Research on ATP synthases from other organisms has demonstrated that these complexes can exist in different oligomeric states (monomers and dimers), with sizes of approximately 600 kDa for monomers and 1-1.2 MDa for dimers . Similar approaches could be applied to characterize the Mesoplasma florum ATP synthase complex.

How can isotope labeling techniques be applied to study ATP synthesis kinetics in Mesoplasma florum systems?

Isotope labeling provides powerful approaches to study ATP synthesis dynamics in Mesoplasma florum:

• ¹⁸O labeling for ATP synthesis/hydrolysis:

  • Use of H₂¹⁸O to track oxygen incorporation into Pi during ATP hydrolysis

  • Mass spectrometry detection of labeled products

  • Determination of reaction mechanisms and rates

• ³²P/³³P labeling for phosphate tracking:

  • Incorporation of radiolabeled phosphate into ATP

  • Time-course analysis of ATP synthesis

  • Quantification using scintillation counting or phosphorimaging

• ¹³C/¹⁵N metabolic labeling:

  • Growth of M. florum in media containing ¹³C-glucose or ¹⁵N-amino acids

  • NMR or mass spectrometry analysis of labeled ATP

  • Tracking of carbon and nitrogen flow through metabolic pathways

• Deuterium labeling for proton translocation studies:

  • Use of D₂O to study proton transfer mechanisms

  • Kinetic isotope effect analysis

  • Correlation with ATP synthesis rates

Experimental protocols would include:

• Cell growth in isotope-enriched media

• Isolation of ATP synthase components or membrane vesicles

• In vitro reconstitution of ATP synthesis systems

• Analytical detection of labeled products using mass spectrometry or NMR

These approaches can provide detailed insights into the kinetics and mechanisms of ATP synthesis in this near-minimal bacterium.

What computational approaches can inform structural and functional studies of Mesoplasma florum atpD?

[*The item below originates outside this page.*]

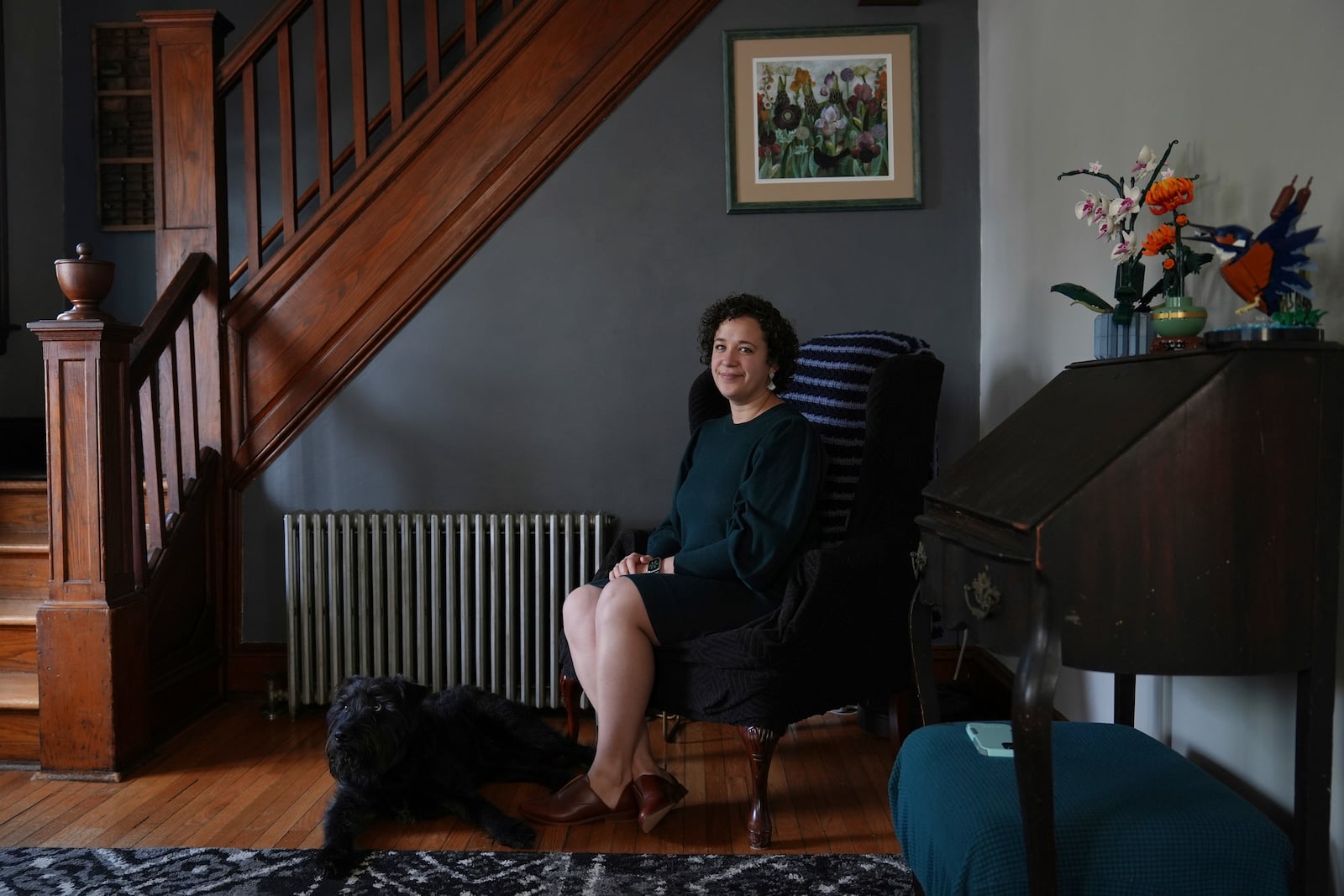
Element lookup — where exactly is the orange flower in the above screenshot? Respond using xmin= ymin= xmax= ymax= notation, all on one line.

Computational methods can complement experimental approaches in studying Mesoplasma florum atpD:

• Homology modeling and molecular dynamics simulations:

  • Generation of 3D structural models based on homologous proteins

  • Simulation of protein dynamics and conformational changes

  • Investigation of nucleotide binding and hydrolysis mechanisms

• Systems biology modeling:

  • Integration of atpD function into genome-scale metabolic models

  • Flux balance analysis to predict the impact of atpD modifications

  • This approach is particularly relevant for M. florum as a model for systems biology

• Evolutionary analysis:

  • Phylogenetic studies to trace the evolution of ATP synthase components

  • Analysis of selective pressure using dN/dS ratios

  • Identification of conserved residues critical for function

• Protein-protein interaction prediction:

  • Docking simulations to model interactions between atpD and other subunits

  • Prediction of binding interfaces and critical residues

  • These predictions can guide experimental mutagenesis studies

• Promoter analysis and gene expression prediction:

  • Identification of regulatory elements in the atpD promoter

  • Correlation with transcriptomic data to understand expression regulation

  • M. florum transcriptome studies have identified conserved promoter motifs that can be analyzed for ATP synthase genes

These computational approaches can guide experimental design and help interpret experimental results, ultimately leading to a more comprehensive understanding of Mesoplasma florum atpD structure, function, and regulation.